Thursday, October 31, 2013

Wall Street Should Support Higher Wages

How labor could be a big moneymaker for Wall Street by pushing for higher wages, which will put more spendable income in the pockets of the little or have nots. These wage slaves could very well propel the economy to much higher levels by pushing companies to hire more workers to meet the demand of the new middle class, which is much smaller than the original middle class now. But, never the less, it would bring a very large group of wage slaves into a new class with a chance to buy vehicles. If a family has two wage earners at $15 to $16 an hour, it would be $30 to $32 an hour, this with Obamacare (Affordable Care Act), families can provide for their families, plus help the economy, which could be a large boost to Wall Street. This would then be a good opportunity for a new labor movement to add to labor ranks. If Wall Street is smart it should support higher wages or at least keep their hands off the anti-wage slave movement.
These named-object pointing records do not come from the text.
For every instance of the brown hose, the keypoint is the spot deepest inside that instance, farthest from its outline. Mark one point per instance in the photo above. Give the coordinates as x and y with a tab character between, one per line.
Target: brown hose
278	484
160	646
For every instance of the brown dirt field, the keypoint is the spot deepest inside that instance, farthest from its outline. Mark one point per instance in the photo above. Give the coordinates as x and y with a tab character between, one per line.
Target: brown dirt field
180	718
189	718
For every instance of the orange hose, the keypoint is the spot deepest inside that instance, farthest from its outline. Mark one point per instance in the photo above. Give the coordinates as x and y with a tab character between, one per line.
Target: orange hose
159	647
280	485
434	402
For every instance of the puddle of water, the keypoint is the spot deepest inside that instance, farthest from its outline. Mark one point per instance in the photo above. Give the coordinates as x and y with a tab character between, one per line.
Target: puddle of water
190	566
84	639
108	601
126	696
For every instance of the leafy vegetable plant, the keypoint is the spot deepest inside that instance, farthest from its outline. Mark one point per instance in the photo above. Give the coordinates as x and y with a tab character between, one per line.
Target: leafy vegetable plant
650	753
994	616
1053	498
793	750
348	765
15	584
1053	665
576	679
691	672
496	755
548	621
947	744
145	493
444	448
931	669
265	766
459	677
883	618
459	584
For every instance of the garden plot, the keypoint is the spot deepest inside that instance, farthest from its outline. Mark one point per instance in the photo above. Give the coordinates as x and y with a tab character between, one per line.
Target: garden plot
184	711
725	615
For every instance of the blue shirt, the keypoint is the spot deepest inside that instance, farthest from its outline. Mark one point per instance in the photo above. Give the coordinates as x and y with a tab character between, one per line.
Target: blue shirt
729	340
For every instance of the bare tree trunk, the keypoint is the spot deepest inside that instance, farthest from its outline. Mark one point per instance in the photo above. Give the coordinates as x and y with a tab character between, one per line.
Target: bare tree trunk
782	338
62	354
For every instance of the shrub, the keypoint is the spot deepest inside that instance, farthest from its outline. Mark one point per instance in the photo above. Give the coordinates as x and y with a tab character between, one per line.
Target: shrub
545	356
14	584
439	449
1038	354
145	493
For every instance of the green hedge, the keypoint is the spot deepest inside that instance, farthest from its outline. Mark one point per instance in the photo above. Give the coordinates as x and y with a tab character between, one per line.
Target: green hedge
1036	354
If the Wall Street people would want to support it could let or encourage the media to cover the fight for a living wage of $15 to $16 an hour. There is some good work being done by the “have littles” with some successes. Media coverage would hasten the win and the workers will win and some of the first to fall fast food restaurants, but the tipping point will be Walmart, which will play the same card that Henry Ford used when he gave his employees the unheard of wage $5 per day. Ford told reporters that he wanted his workers to make enough money to be able to afford his cars. If Walmart is the first to go, then this would force all the lower wage companies to follow suit. If Walmart workers win, then Wall Street wins. Taxes for government programs win. Just about everyone wins, which will mean, for at least a few years, there will be worker peace. If this does not happen we are in for a long period of worker unrest, which will hurt Wall Street, the low wage corporations and, of course, Walmart. It is the oligarchies choice.